日姫ヒメはあなたと同じで、その身を憑代に天津神アマツカミを呼び寄せる。その神の名はメギドガンデ」


「メギドガンデ……いつか聞いた名だな」


「でも聞いて。本来メギドガンデの力は私のもの。私の魂をメギドガンデの身体に入れることで、その力を、少なくとも一時的には止められるはず。だからそのときが来たら、あなたは迷わずメギドガンデを倒すの」


「それは君ごとって意味か? 私は君の用心棒だよ」


「それでも、何でも。殺すの」


 その後、暫く沈黙が続いた。


 耐えかねたトワキが口火を切る。


「風呂、気持ちいいな。お姫様も入るか?」


「ドスケベ」


「冗談さ。私はドスケベじゃない」


「トワキ、灯があるなら消して」


「なぜ? 何も見えなくなる」


「それでも、何でも。早くだよ」


 トワキは灯火を消す。闇に包まれ何も見えなくなった。


 少しすると、引き戸の開く音がする。トワキの横で静かに湯が波打つ。

 そして肩と肩とが触れ合う。

 コガネと共に湯に浸かっている。それなのにトワキの心は不思議と平静だった。


「本当に来るなんて。スケベは君だったか」 


「うるさい。こっち見ないでね」


「何も見えないよ?」


「もしかしてこっち見てるの⁉︎」


「み、見てないよ。暗いって話しだ」


「……まぁ、いいや。ねぇ、傷に触っていい?」


 トワキは怪我をしていた左腕を上げる。その表面を、コガネの細い指がなぞっていく。

 トワキには光のない世界で指と傷跡とが触れ合う感覚だけが、現実のもののように感じられた。


「ざらざらしている。カサブタか。痛くない?」 


「全然。でも少し痒い。もう大分治ってきたし、この調子なら傷跡も残らないかもしれないな」


「あーあ、トワキには箔が付かなかったか」


「ふふっ、そうだな」


 二人はそれから暫く湯に浸かった。


          ◯

 

 月夜に輝く彼岸山ひがんざん

 まるで巨大な水晶の塊のようなその山は、天より生えて、地に向かって伸びている。結晶で作られた平らないただきには、血油が淀む。この世の理から解かれ、かつては神域とされた彼岸山ひがんざんの山頂は、今や呪いの場とかしていた。

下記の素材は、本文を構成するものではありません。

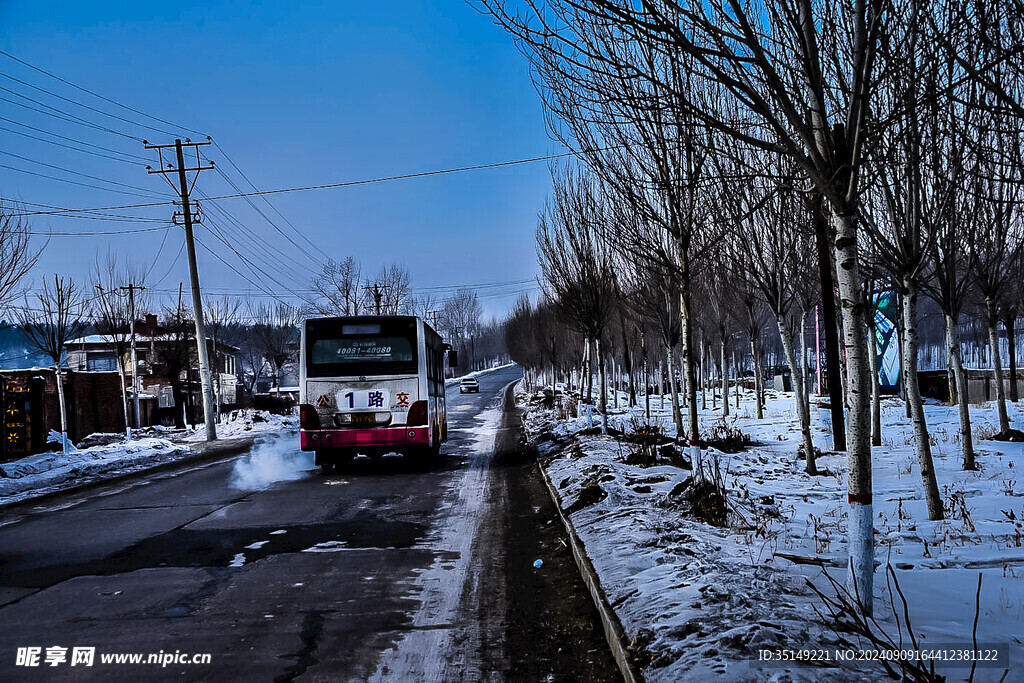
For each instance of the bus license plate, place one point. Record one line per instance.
(364, 398)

 その天地が逆転した赤い床の上を、白く光るうちきが駆けていく。月光を刻むようになびく、銀色の長髪。瞳は血を見過ぎたのか、鮮やかな真紅に染まっている。


 彼女の名は日姫神子ヒメミコ。悪しき巫女と呼ばれる姫。


 日姫神子ヒメミコは声を張る。


「聞きなさい首達! 奴が近付いているよ。願を掛けてよかったね。随分と待ったわ……コガネ。あなたは神の世界へ行ったから、今生の別れとなったらどうしようと、幾度も案じたことよ」


 周りには切り落とされた人の首が、数多と転がっている。

 日姫はそのうちの一つを拾い上げる。血の床に張り付いていた髪が、頭皮ごと剥がれた。


「あぁ、もう可愛くなくなってしまったね。コガネ、私、お前の力で沢山の人を殺して、呪ったわ……ふふ、悲しむかな?」


 生首に溢れた彼岸山からは、呪いの瘴気が昇る。